Pais’s real problem was that he was incredibly competitive about everything. I played squash with him a few times, and it was like going to war. As a physicist, he was competent but not really in the first rank. He is remembered for a couple of things he did in the theory of elementary particles. When cosmic-ray particles began to appear that no one had anticipated, Pais formulated a rule for how they should be produced in association. But he was never able to produce a theory for them. This was done by Murray Gell-Mann, who was awarded a Nobel Prize for his work. It was also clear that Pais was the least gifted of the physics professors at the Institute. They included T.D. Lee and C.N. Yang, who also won the Nobel Prize for their work, and Dyson, whose genius was universally recognized. Pais did not have a chance, and all the self-aggrandizing in his book is, I imagine, a reaction.

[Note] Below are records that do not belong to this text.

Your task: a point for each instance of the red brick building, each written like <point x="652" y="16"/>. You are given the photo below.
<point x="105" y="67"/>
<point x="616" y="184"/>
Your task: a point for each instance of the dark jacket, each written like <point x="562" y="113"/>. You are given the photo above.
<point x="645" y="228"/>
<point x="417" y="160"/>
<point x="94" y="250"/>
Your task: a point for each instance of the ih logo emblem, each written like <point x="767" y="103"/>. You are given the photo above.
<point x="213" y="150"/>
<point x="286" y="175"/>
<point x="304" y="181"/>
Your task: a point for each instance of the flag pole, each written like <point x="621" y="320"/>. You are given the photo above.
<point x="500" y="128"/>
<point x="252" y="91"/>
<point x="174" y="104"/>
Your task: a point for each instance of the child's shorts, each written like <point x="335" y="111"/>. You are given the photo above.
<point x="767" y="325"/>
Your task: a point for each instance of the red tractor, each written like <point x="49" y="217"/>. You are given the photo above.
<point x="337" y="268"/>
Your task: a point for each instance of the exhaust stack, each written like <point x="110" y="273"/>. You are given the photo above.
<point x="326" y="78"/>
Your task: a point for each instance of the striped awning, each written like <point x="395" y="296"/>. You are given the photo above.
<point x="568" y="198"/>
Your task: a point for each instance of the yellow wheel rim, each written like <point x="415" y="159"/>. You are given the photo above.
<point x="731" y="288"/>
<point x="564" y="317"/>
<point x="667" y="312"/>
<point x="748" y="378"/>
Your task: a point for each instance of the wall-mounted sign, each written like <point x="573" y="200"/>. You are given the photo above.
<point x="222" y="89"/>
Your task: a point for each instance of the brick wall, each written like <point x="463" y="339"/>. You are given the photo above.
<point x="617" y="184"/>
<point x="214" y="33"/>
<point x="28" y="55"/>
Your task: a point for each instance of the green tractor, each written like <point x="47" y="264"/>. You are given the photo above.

The insistent name-dropping here is characteristic, and not too flattering for Bernstein himself. (The Oppenheimer piece ends with Bernstein running into George Balanchine at a Pilates gym in Manhattan, and finding out why Balanchine picked the music for Oppenheimer’s funeral.) Some readers might just ask why are you like this? and leave the question as rhetorical. But what grabs me in this is the sense that Bernstein shares with his generation of physicists that something monumental had been achieved, something permanent, whose greatness justified the squabbles over priority.

As these figures recede into the past, the sense that the early achievements in quantum physics were due to the extraordinary qualities of individual physicists is almost certainly doomed to fade. While Bernstein balances the good and the bad, revisionist portraits of the quantum forefathers have begun to emerge that are unambiguously negative—articles on Einstein as a xenophobe, say, or on Feynman as a misogynist. Even works pitched to celebrate these figures seem to undercut them. David Kaiser’s new book, Quantum Legacies: Dispatches from an Uncertain World, gives us nice thumbnail portraits of the greats, but it only sings once it’s deep in the weeds of a structural analysis, telling us, say, how the Cold War allowed for the sort of luxurious research funding that today’s scientists can only envy.

Yet that glamour tempts a piker like me to read Quantum Profiles, Second Edition with a certain uncomplicated zeal. From Jeremy Bernstein, I know that John Bell was a vegetarian, and that John Wheeler swam daily in his indoor pool. Does that count as “self-help” for physicists? Is any of this actionable advice? I’m not sure, but I know that stories of old physicists pull more strongly on my imagination, at times, than memories of my own past. The old idols may crumble, but they’re still lively in Bernstein’s book.